I don’t think the community tag is warranted on this post.
I’m making my way through, but so far I guess it’s gonna be @Richard Y Chappell🔸’s arguments around ripple effects.
Animals likely won’t improve the future for consciousness, but more, healthy humans might.
I haven’t read the article fully yet though.
Argument: Nietzschean Perfectionism
@Richard Y Chappell🔸 theorises that:
maybe the best things in life—objective goods that only psychologically complex “persons” get to experience—are just more important than creature comforts (even to the point of discounting the significance of agony?). The agony-discounting implication seems implausibly extreme, but I’d give the view a minority seat at the table in my “moral parliament”
To my (Nathan’s) ears this is either a discontinuous valuation of pleasure and pain across consciousnesses or one that puts far more value at the higher end. In this way the improvement to the life of a human could be worth infinite insects or some arbitrarily large number.
I am willing to discuss (either in the comments or on a call) any of these arguments. I don’t think any of them hold much water and I doubt that in total they are enough to shift the weight of what we should do.
I am glad @Henry Howard🔸 wrote them up, but to the extent there is now a big list of arguments I don’t find compelling I am slightly more convinced.
My response to this is that we can always take medians. And to the extent that the medians multiplied by the number of animals suggest this is a very large problem, the burden is on those who disagree to push the estimates down.
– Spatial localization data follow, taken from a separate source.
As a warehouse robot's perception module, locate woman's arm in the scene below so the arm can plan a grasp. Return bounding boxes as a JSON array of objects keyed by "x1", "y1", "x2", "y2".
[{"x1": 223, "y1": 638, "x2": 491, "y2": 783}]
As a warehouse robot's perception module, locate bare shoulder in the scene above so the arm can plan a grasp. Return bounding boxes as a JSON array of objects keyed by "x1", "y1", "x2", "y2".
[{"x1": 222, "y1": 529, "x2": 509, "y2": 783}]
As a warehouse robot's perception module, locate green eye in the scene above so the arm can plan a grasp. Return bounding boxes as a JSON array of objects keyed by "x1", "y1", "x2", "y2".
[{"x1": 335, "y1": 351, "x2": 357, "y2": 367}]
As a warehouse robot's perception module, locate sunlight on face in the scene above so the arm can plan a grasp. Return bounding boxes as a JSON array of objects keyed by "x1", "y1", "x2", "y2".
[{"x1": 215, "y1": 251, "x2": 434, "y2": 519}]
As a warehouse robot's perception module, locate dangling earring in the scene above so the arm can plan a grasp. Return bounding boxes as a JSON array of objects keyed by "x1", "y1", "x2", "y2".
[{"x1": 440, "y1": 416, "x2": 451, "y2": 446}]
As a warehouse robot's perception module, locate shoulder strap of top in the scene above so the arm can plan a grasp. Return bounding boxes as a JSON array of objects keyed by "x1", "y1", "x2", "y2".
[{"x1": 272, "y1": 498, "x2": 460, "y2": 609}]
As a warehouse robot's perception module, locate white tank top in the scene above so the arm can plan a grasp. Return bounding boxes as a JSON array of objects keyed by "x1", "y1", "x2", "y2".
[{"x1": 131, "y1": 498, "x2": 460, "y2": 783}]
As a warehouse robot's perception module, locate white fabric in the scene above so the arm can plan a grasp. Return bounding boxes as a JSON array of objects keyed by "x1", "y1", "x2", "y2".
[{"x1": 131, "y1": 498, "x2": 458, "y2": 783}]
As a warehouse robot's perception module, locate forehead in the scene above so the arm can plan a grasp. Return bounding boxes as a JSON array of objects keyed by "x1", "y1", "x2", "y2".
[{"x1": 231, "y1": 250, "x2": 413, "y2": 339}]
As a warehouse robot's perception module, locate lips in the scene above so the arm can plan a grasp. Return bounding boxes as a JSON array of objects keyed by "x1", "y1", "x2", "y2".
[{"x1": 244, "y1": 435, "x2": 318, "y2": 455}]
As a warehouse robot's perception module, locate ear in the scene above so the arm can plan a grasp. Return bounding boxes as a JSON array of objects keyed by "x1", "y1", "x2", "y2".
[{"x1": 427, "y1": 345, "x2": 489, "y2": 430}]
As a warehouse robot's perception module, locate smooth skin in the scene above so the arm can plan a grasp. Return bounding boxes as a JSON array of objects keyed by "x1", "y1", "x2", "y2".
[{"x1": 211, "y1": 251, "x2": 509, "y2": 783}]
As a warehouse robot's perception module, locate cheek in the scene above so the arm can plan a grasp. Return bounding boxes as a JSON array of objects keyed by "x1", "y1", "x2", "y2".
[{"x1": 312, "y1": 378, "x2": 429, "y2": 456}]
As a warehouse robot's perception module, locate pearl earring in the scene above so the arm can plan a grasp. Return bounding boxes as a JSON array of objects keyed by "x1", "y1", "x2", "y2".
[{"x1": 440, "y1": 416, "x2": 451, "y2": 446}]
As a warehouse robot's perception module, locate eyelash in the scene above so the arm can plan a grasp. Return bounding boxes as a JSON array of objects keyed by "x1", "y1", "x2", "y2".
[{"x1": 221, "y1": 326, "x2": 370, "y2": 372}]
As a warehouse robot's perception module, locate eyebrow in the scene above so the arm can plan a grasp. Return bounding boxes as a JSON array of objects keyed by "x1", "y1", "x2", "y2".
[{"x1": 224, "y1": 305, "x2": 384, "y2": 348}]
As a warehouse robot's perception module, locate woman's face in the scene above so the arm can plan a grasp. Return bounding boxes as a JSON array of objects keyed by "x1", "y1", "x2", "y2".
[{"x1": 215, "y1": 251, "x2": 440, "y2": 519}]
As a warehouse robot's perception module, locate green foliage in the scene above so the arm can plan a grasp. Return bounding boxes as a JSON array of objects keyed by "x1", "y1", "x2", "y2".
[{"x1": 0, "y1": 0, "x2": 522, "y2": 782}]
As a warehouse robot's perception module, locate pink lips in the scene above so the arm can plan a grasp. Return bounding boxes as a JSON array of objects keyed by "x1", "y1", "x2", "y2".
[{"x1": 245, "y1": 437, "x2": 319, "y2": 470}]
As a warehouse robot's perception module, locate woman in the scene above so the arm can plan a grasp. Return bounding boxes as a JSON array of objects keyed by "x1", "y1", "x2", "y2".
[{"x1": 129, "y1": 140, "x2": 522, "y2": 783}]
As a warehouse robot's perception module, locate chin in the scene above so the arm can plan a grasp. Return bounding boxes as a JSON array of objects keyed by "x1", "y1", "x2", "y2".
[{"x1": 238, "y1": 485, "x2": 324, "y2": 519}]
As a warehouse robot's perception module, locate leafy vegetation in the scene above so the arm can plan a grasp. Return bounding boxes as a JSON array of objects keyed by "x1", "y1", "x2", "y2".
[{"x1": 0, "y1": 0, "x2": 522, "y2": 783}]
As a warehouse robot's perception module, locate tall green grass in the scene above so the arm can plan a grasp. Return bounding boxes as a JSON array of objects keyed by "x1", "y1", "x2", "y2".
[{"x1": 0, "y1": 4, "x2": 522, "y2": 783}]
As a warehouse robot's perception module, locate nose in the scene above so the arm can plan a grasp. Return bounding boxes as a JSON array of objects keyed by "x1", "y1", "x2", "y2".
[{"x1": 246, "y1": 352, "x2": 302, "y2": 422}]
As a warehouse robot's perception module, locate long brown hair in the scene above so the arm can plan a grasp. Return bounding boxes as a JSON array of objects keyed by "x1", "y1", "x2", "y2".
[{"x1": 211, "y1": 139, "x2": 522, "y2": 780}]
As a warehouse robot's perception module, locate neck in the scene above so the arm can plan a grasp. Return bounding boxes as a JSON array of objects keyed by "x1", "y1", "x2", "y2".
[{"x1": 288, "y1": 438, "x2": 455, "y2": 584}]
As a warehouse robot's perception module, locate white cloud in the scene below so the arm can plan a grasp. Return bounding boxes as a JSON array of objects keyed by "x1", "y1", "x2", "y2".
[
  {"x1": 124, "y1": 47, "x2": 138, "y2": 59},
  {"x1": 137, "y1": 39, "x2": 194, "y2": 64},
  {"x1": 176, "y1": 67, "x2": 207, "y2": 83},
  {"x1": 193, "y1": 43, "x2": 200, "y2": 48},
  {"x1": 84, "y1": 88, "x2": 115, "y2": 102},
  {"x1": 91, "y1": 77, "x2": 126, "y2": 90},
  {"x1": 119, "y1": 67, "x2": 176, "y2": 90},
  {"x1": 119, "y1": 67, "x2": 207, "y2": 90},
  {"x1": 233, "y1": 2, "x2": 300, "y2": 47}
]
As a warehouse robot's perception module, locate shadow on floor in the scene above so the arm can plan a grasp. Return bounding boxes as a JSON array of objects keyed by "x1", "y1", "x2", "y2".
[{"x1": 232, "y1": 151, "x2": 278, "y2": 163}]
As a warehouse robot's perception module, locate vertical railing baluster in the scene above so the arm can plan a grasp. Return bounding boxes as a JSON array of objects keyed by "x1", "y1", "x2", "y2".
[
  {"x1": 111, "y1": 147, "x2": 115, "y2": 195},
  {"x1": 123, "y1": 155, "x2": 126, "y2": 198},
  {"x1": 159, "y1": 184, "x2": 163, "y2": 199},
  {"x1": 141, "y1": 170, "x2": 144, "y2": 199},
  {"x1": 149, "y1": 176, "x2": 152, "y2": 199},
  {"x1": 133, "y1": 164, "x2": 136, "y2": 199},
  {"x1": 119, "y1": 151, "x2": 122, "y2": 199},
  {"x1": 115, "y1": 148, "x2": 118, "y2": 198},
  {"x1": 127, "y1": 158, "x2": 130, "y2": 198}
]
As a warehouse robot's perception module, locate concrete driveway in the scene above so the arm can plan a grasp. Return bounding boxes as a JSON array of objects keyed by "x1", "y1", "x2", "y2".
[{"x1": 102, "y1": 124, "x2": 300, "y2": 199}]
There isn’t some rule which says that extremely wide confidence intervals can be ignored. If anything extremely wide confidence intervals ought to be inspected more closely because the value inside them can take a lot of different values.
I just sort of think this argumend doesn’t hold water for me.
Argument: Approximations are too approximate.
@Henry Howard🔸 argues that much of the scholarship that animal welfare estimates are based on is so wide that that it doesn’t make clear conclusions:
Unfortunately these ranges have such wide confidence intervals that, putting aside the question of whether the methodology and ranges are even valid, it doesn’t seem to get us any closer to doing the necessary cost-benefit analyses.
Argument: The money can be spent over a long time and like will be able to be spent.
The footnote on the main question says:
In total. You can imagine this is a trust that could be spent down today , or over any time period
Likewise @Will Howard🔹 argues that this isn’t that significant an additional amount of money anyway:
“$100m in total is not a huge amount (equiv to $5-10m/yr, against a background of ~$200m). I think concern about scaling spending is a bit of a red herring and this could probably be usefully absorbed just by current intervention”
Can I push you on this a bit?
I want to note that this is more consensus than I thought in favour of the proposition. I would have guessed the median was much nearer 50% than it is.
I want to once again congratulate the forum team on this voting tool. I think by doing this, the EA forum is at the forefront of internal community discussions. No communities do this well and it’s surprising how powerful it is.
I do give a fraction to animal welfare and if I changed my mind I would give it to global health.
The question of capacity seems unrelated to the crux to me. I’m pretty confident that if it were known that there was 100mn to spend then people would spin up orgs. I guess there is a question whether all those would be more effective on the margin than global health, but I dunno, it seems to be missing the bit that I care about most.
Would you like to expand on this a bit?
@Toby Tremlett🔹 @Will Howard🔹
Where can i see the debate week diagram if I want to look back at it?